In fact, I’ve found that students need frequent reminders to feel impending chunks as they play; for some reason, their ‘feel ahead’ switches can be in the ‘off’ position, and they won’t notice.

So let’s be vigilant during slow and fast practice that, as we mold transcendent phrases, we also direct ourselves with an inner conductor – seeing, hearing, feeling, thinking, and imagining ahead as we navigate the musical landscape.

5. Modify the rate of change
One of the most useful techniques I know for bringing intricate material up to tempo involves slowing the rate of change instead of the tempo (a detailed example of this technique is shown on pages 62-65 of my book The Musician’s Way).

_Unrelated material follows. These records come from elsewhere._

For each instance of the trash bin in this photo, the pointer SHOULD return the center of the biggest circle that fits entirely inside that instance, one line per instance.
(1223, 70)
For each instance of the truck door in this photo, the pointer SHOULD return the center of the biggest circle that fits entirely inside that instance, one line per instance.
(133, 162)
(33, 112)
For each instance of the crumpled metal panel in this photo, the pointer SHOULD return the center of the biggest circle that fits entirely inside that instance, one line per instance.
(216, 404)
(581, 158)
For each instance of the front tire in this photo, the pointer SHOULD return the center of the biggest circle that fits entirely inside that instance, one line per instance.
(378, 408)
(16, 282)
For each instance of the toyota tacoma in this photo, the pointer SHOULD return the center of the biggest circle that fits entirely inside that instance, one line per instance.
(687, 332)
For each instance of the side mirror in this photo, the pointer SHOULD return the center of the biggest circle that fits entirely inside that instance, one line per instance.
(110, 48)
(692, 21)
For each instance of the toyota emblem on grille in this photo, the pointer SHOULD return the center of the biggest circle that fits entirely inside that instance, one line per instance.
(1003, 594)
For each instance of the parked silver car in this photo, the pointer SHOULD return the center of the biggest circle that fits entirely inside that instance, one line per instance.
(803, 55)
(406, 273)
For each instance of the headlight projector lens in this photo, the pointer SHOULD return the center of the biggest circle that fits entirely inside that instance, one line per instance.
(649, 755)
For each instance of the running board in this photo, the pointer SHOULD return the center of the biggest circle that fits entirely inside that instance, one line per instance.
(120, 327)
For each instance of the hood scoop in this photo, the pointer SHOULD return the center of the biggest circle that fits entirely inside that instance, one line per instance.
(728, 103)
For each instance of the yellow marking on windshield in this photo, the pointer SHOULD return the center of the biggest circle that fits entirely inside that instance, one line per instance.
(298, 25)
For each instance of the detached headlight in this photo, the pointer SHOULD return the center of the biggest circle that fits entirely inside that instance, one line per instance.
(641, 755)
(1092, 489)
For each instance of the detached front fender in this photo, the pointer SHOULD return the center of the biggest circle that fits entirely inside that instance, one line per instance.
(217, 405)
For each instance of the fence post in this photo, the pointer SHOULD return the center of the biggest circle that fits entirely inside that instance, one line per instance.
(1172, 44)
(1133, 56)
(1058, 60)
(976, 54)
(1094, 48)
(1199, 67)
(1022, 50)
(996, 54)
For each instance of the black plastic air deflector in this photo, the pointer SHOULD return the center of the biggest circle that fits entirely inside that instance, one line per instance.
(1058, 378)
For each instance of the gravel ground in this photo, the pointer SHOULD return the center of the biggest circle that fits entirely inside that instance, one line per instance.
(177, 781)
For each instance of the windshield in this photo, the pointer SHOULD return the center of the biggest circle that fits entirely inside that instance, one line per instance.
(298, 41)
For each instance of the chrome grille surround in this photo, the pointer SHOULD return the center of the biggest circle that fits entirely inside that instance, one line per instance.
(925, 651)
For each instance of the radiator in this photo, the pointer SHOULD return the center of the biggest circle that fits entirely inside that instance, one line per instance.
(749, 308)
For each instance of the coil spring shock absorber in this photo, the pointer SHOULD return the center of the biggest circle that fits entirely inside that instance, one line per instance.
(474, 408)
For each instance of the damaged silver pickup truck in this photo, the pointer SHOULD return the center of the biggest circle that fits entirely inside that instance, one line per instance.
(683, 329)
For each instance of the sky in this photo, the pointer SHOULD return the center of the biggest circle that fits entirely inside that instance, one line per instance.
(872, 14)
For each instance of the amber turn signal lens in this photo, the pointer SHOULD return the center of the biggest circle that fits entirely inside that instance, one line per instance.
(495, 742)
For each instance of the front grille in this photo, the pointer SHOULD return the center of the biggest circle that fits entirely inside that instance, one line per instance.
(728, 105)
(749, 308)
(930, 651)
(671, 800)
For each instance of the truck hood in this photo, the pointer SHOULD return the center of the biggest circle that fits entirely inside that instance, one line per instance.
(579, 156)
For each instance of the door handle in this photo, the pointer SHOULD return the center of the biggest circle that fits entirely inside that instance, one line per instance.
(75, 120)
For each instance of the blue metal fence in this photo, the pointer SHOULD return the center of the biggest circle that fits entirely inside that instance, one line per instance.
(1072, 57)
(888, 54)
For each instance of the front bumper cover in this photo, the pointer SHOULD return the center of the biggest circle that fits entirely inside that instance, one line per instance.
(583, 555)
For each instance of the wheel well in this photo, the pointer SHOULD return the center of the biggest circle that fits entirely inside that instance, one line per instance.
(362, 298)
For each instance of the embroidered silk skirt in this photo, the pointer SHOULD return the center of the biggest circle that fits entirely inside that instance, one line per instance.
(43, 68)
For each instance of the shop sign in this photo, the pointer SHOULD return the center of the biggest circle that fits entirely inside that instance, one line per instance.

Suppose we're working on a single 4/4 measure in which we rapidly arpeggiate chords in 16th notes, and the harmonies change on every beat:

*  *  *

All told, by applying during slow practice the same mental and physical processes that we'll employ when playing rapidly, we cultivate the habits that allow us to perform artistically and securely at any tempo.

A version of this post first appeared on The Musician's Way Blog, where you'll find numerous related articles under the Music Practice category. 

© 2011 Gerald Klickstein


February 22, 2011 at 09:08 PM ·

Gerald, this is excellent.  Thank you.

February 22, 2011 at 10:52 PM ·

This is terrific.  Very helpful in addressing one of my lingering problems!  Thank you!

February 23, 2011 at 04:55 PM · I am a great believer in slow practice. But don't forget the bow. The stroke, at slow speed, should also match that used at faster tempos.

February 23, 2011 at 10:50 PM ·


February 24, 2011 at 01:07 AM ·

Thanks for your comments and kind words - very gratifying to hear. Gerald

February 24, 2011 at 03:34 AM ·

 That's a really nicely organised and educational piece, thanks Gerald.

February 24, 2011 at 11:18 AM ·

Thoughtful and valuable: much appreciated. I'll be checking out your book!

February 24, 2011 at 02:31 PM ·

 Thank you for this advice. It confirms and makes explicit what I think I am already doing, but getting confirmation is great for a disconnected amateur like myself.

February 24, 2011 at 06:03 PM ·

Michael, how exactly do you think it should match? Same bow speed or same bow length?

February 25, 2011 at 01:01 AM ·

Ordered the book from B&N today. Hope it's a good as itseems here.

February 25, 2011 at 09:03 PM · Sarah, your bow articulation should match that of the faster tempo. ie. a fast passage played staccato would be practiced slowly with a staccato bow stroke. It's about bow hand movement at different speeds and articulations.

February 27, 2011 at 01:51 PM ·

Yes, some very useful pointers that I certainly agree with.

On the point about making sure all the dynamics and emotions are involved as well, I would myself suggest that sometimes its useful to play a passage very quiety, maybe using a mute, or practise mute, and without any emotions involved, just to get the mechanics right. It's also useful when practising late at night, or early in the morning!